People keep trading away the habitat's long-term future in favor of short-term gains. The river's management is fraught with politics and devoid of accountability. Today's mistakes will take a generation to become obvious, he said.

"There are no planning efforts going on in the watershed. ... We are piecemealing it," he said.

He pointed to the borough's 1996 ordinance setting up 50-foot buffers to protect riverbanks as an example of shortsightedness and wishful thinking. Biologists had recommended a minimum of 100-foot setbacks.

Tarbox is cynical about riverfront projects, too. The touted restoration and preservation work is treating symptoms, not causes, he said.

"It's an arrogance that says we can manipulate nature because we understand it. We don't," he said. "Bio-logs are nice politically. They look good."

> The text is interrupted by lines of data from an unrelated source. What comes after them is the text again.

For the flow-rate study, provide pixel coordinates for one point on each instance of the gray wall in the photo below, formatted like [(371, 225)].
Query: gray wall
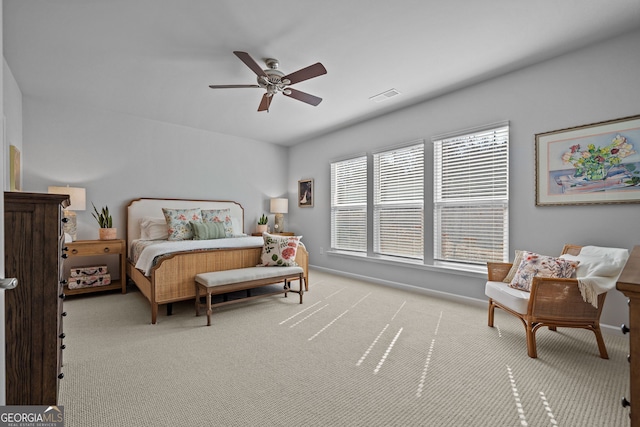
[(591, 85), (118, 158)]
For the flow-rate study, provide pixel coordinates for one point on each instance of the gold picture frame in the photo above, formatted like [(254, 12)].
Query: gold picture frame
[(305, 193), (597, 163)]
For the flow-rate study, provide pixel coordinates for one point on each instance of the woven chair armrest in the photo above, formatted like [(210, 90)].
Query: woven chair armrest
[(561, 298), (497, 271)]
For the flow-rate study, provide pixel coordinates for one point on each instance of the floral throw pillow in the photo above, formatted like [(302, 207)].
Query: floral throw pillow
[(178, 222), (219, 215), (279, 251), (533, 265)]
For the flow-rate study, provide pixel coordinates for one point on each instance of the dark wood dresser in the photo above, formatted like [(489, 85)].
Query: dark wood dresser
[(34, 250), (629, 284)]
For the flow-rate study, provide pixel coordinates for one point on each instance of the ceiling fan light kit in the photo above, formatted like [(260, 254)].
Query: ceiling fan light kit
[(273, 80)]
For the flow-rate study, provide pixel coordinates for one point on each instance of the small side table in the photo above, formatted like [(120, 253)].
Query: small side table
[(87, 248)]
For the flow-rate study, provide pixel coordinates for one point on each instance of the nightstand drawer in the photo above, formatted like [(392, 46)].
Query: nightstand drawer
[(101, 248), (86, 248)]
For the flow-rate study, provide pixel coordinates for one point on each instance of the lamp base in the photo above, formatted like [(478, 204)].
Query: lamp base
[(71, 224), (279, 223)]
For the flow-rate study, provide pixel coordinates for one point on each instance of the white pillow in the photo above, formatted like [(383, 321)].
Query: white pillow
[(237, 227), (153, 228)]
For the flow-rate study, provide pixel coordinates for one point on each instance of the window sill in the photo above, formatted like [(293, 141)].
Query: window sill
[(441, 267)]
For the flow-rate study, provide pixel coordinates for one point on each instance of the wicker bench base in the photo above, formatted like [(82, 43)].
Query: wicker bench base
[(222, 282)]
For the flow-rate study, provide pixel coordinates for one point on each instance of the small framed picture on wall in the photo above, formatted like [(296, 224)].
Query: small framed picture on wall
[(305, 193)]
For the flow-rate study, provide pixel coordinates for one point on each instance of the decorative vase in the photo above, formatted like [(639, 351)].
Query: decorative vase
[(107, 233)]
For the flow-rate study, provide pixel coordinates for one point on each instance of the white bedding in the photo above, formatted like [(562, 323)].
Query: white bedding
[(149, 254)]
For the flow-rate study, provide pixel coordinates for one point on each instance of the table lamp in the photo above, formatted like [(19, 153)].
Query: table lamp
[(279, 207), (78, 202)]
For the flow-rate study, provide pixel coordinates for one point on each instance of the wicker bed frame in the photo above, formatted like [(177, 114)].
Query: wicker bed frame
[(172, 278)]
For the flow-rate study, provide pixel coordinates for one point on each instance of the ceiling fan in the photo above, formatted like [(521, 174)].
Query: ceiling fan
[(274, 80)]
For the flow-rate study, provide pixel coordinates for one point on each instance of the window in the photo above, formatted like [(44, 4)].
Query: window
[(398, 205), (471, 215), (349, 205)]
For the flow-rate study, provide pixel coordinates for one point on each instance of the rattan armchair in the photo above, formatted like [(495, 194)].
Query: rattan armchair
[(552, 302)]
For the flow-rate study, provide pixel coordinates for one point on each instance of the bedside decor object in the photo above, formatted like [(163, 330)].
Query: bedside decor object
[(262, 224), (592, 164), (78, 198), (305, 193), (105, 221), (279, 207)]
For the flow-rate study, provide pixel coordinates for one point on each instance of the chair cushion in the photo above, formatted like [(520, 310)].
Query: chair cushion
[(512, 298)]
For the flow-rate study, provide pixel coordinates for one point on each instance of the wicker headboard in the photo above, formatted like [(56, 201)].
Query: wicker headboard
[(139, 208)]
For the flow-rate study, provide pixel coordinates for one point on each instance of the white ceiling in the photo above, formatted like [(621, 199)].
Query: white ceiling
[(156, 58)]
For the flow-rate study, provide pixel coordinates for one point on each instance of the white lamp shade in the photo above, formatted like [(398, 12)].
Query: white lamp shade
[(77, 197), (279, 205)]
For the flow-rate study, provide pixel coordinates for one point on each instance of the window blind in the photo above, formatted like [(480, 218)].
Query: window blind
[(398, 182), (471, 197), (349, 205)]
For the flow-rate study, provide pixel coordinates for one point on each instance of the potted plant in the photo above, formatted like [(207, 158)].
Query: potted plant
[(105, 221), (262, 224)]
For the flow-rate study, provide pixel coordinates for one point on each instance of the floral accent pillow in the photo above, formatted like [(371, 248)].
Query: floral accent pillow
[(279, 251), (533, 265), (219, 215), (178, 222)]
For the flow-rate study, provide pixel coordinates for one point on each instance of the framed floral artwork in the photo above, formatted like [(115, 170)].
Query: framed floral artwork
[(305, 193), (591, 164)]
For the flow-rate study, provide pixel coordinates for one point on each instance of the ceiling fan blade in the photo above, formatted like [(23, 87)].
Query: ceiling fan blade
[(249, 62), (265, 102), (304, 97), (307, 73), (232, 86)]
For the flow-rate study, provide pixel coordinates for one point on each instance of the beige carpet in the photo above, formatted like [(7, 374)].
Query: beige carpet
[(354, 354)]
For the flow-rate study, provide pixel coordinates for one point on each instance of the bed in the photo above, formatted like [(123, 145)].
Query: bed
[(169, 277)]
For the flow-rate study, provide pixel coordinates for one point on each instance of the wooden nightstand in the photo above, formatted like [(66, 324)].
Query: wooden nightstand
[(284, 233), (87, 248)]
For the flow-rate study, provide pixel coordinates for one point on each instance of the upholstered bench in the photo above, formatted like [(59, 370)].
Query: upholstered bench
[(240, 279)]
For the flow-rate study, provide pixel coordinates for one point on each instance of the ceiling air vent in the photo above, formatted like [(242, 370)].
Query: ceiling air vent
[(385, 95)]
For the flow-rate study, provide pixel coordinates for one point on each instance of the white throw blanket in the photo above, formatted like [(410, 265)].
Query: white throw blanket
[(598, 270)]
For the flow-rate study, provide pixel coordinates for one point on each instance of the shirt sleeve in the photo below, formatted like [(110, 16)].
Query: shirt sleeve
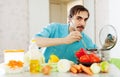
[(46, 31)]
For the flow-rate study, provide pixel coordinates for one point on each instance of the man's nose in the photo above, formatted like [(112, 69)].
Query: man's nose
[(82, 22)]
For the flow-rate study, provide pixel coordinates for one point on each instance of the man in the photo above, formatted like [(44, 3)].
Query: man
[(64, 40)]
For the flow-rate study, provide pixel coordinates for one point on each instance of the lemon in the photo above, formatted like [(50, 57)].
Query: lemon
[(53, 59)]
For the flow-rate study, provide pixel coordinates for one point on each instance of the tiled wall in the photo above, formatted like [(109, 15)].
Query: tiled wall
[(14, 30)]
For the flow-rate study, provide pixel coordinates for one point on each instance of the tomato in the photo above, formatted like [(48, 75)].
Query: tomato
[(94, 58), (84, 58), (80, 53)]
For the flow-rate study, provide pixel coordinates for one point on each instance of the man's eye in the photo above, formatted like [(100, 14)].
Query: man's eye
[(86, 19), (79, 18)]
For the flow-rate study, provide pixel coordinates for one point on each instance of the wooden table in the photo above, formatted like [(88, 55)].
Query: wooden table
[(113, 72)]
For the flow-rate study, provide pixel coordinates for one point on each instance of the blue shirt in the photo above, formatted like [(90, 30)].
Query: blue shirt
[(63, 51)]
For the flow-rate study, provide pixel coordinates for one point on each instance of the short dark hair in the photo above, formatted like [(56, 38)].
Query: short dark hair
[(76, 9)]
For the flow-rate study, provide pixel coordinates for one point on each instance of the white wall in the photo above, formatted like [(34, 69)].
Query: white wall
[(38, 15), (107, 12), (90, 26), (101, 17), (114, 19), (14, 30)]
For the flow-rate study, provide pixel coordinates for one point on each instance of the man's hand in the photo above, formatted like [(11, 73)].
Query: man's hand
[(72, 37)]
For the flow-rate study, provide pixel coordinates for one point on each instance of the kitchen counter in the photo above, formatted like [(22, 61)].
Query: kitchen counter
[(113, 72)]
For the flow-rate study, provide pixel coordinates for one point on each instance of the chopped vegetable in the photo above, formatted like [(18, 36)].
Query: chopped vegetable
[(80, 53), (46, 70), (104, 66), (95, 68), (53, 59), (15, 64), (86, 69), (63, 65)]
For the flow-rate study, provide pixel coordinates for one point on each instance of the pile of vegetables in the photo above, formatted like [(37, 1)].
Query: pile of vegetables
[(95, 68), (63, 65), (84, 57)]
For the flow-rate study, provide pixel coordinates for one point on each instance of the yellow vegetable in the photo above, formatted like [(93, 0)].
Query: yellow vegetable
[(53, 59)]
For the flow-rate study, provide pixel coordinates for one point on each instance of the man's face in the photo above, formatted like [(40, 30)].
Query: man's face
[(79, 20)]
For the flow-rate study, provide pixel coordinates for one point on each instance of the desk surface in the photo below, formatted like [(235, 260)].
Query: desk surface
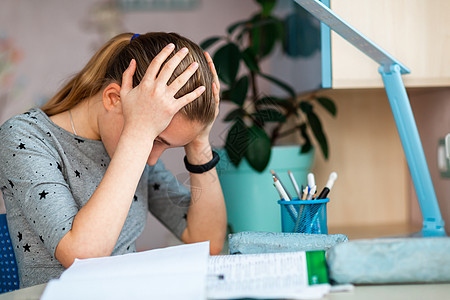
[(391, 292)]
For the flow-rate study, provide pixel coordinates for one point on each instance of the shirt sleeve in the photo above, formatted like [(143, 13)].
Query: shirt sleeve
[(32, 178), (168, 199)]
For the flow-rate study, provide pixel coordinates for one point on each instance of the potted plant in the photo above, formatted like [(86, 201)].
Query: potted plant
[(259, 120)]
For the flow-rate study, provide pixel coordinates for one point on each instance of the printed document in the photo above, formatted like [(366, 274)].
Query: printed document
[(265, 276)]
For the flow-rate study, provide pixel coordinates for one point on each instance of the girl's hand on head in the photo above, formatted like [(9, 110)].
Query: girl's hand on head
[(150, 106)]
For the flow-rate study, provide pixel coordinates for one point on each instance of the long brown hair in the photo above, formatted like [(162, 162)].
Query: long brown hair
[(109, 63)]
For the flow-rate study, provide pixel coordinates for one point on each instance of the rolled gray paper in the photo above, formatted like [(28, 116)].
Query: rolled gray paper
[(395, 260), (252, 242)]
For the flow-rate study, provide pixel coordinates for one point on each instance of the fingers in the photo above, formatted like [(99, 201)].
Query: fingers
[(188, 98), (213, 70), (157, 62), (183, 78), (127, 77), (171, 65)]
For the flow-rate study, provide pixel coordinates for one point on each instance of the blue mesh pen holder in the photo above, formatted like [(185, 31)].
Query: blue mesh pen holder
[(304, 216)]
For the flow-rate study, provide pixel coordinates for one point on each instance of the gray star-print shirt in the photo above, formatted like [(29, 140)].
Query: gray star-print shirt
[(47, 174)]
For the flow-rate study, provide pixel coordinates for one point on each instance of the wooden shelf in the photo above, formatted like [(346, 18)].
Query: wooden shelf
[(374, 231)]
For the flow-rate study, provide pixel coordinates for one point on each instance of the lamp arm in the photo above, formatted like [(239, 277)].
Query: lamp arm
[(433, 224)]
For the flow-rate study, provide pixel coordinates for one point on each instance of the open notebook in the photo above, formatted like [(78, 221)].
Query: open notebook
[(188, 272)]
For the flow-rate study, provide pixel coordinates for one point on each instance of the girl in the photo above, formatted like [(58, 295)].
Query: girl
[(79, 174)]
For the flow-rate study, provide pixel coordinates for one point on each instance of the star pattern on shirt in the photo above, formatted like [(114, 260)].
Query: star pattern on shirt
[(26, 248), (43, 194)]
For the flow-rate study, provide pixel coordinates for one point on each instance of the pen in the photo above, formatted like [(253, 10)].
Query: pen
[(305, 193), (324, 193), (281, 183), (294, 183), (311, 186), (284, 197), (311, 193)]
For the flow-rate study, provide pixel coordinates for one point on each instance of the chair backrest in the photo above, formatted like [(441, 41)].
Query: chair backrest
[(9, 277)]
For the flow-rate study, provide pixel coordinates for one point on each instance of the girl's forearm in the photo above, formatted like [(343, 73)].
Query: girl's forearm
[(207, 219), (97, 225)]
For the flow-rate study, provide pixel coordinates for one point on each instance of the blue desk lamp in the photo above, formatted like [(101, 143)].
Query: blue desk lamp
[(391, 70)]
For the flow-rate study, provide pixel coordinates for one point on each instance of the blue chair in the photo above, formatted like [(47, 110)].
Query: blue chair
[(9, 277)]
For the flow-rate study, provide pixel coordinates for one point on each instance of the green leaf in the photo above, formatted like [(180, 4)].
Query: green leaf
[(305, 106), (226, 60), (328, 104), (281, 84), (258, 149), (267, 6), (269, 115), (316, 128), (238, 93), (237, 142), (237, 113), (209, 42), (233, 26), (250, 59), (306, 146), (275, 101)]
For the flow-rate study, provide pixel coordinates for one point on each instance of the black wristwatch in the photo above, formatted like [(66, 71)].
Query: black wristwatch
[(198, 169)]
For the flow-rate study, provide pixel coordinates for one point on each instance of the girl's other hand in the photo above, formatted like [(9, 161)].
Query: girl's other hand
[(149, 107)]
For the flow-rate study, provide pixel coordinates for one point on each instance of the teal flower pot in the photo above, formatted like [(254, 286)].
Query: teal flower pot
[(250, 197)]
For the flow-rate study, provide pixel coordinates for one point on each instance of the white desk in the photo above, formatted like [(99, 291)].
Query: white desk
[(391, 292)]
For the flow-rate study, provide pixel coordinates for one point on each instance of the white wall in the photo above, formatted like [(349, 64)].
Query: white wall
[(55, 38)]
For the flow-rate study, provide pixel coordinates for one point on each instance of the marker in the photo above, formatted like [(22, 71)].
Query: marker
[(311, 180), (287, 193), (305, 193), (312, 188), (294, 183), (311, 193), (284, 196), (328, 186)]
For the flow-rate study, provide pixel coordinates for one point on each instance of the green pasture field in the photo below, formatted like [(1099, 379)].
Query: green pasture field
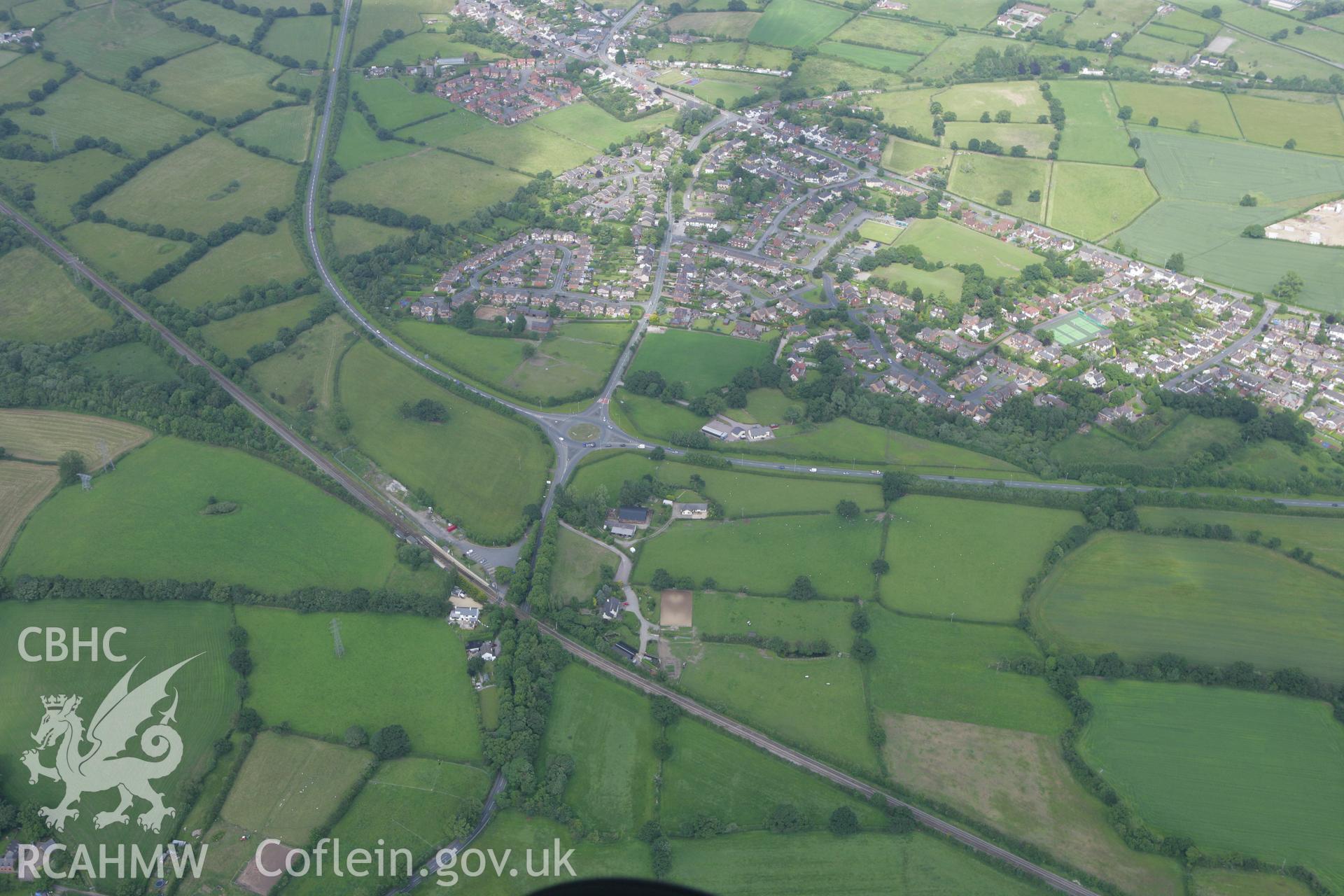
[(1022, 99), (983, 178), (1323, 536), (1316, 127), (409, 804), (870, 864), (284, 132), (967, 558), (870, 57), (437, 176), (289, 786), (1092, 132), (609, 731), (85, 106), (720, 776), (1018, 782), (905, 156), (832, 551), (354, 235), (952, 671), (45, 435), (1035, 137), (302, 38), (160, 636), (1094, 200), (818, 704), (704, 362), (245, 260), (796, 23), (891, 34), (299, 678), (948, 242), (724, 24), (108, 39), (122, 253), (1209, 601), (580, 570), (238, 333), (218, 80), (1234, 770), (480, 466), (741, 493), (1176, 108), (58, 184), (144, 522), (190, 187), (39, 304)]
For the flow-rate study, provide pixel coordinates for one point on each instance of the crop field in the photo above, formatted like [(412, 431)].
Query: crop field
[(160, 633), (967, 558), (409, 804), (241, 332), (438, 178), (284, 132), (984, 179), (39, 304), (951, 671), (194, 187), (1209, 601), (108, 39), (1093, 132), (593, 716), (86, 106), (480, 466), (299, 678), (1316, 127), (1018, 782), (58, 184), (1323, 536), (1252, 773), (122, 253), (720, 776), (704, 362), (146, 522), (832, 551), (245, 260), (944, 241), (289, 786), (45, 435), (818, 704), (1096, 200)]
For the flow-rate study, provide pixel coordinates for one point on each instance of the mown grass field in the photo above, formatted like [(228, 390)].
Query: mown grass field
[(289, 786), (1018, 782), (482, 468), (299, 678), (834, 552), (192, 187), (122, 253), (952, 671), (702, 360), (144, 522), (45, 435), (39, 304), (1209, 601), (967, 558), (593, 716), (248, 260), (1252, 773), (160, 634)]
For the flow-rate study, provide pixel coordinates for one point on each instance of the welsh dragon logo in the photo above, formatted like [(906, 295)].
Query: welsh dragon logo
[(93, 761)]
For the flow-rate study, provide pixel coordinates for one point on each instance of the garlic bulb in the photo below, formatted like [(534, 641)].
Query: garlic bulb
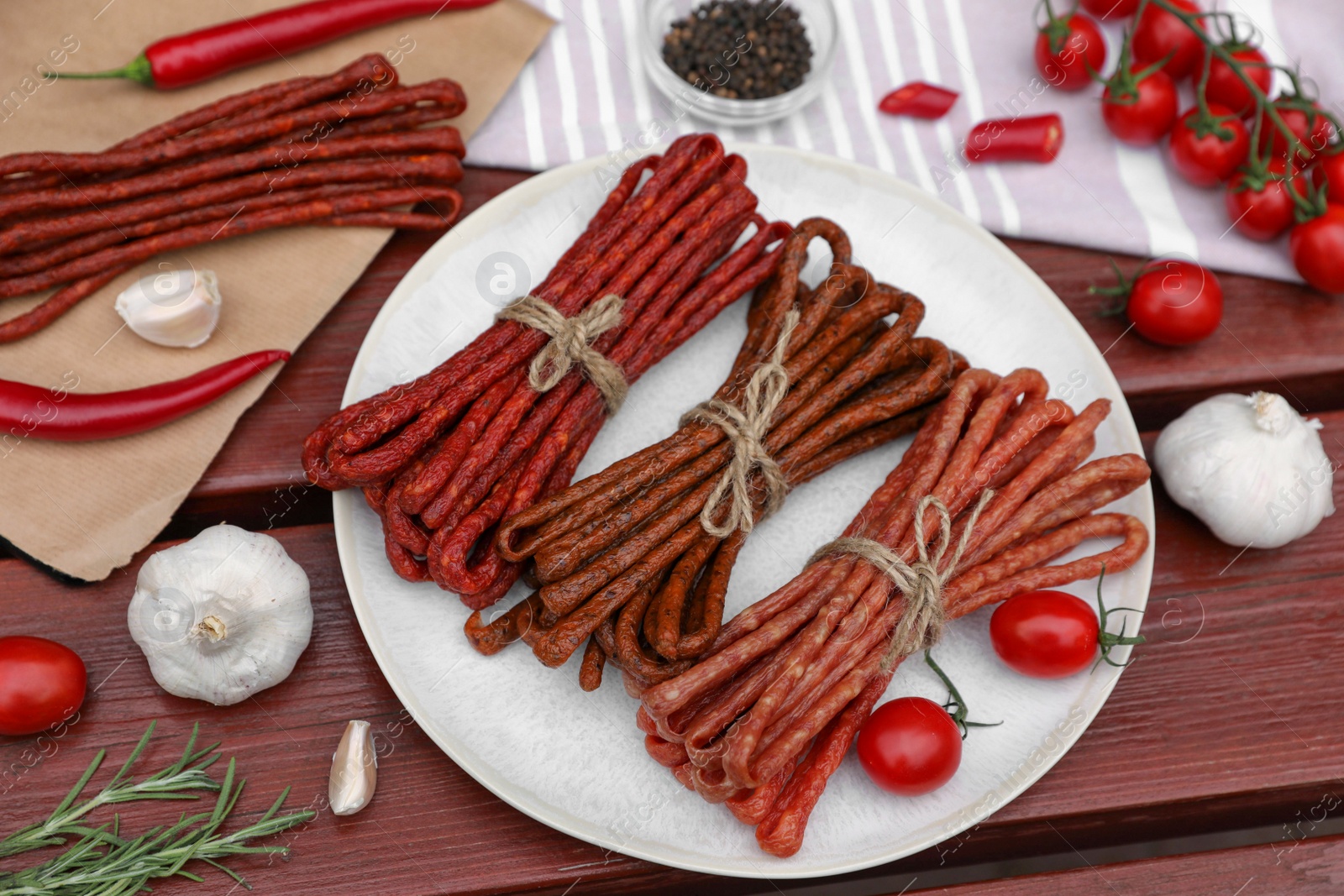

People are willing to give lip service to preserving the Kenai River and salmon habitat, but when it costs them money or inconvenience they back away, he said.

"I don't want to call it ignorance. It is a conscious choice," Tarbox said. "I think in the long term we are pushing this river too hard."

The EPA's North was more optimistic, but he warned that the Kenai Peninsula Borough's residents and government need to confront tough land-use decisions. The health of the land will determine the health of the river, he said.

"I think we need to bite the bullet and pay attention to how we use the land," he said.

North's solution is to get away from what he calls "mindless development" and instead build a "land ethic."

The best way is through education and dialogue rather than by imposing regulations, he said.

"We are part of the landscape, and if we want that landscape to function, we have to pay attention. ... The river can't support the fish by itself," he said.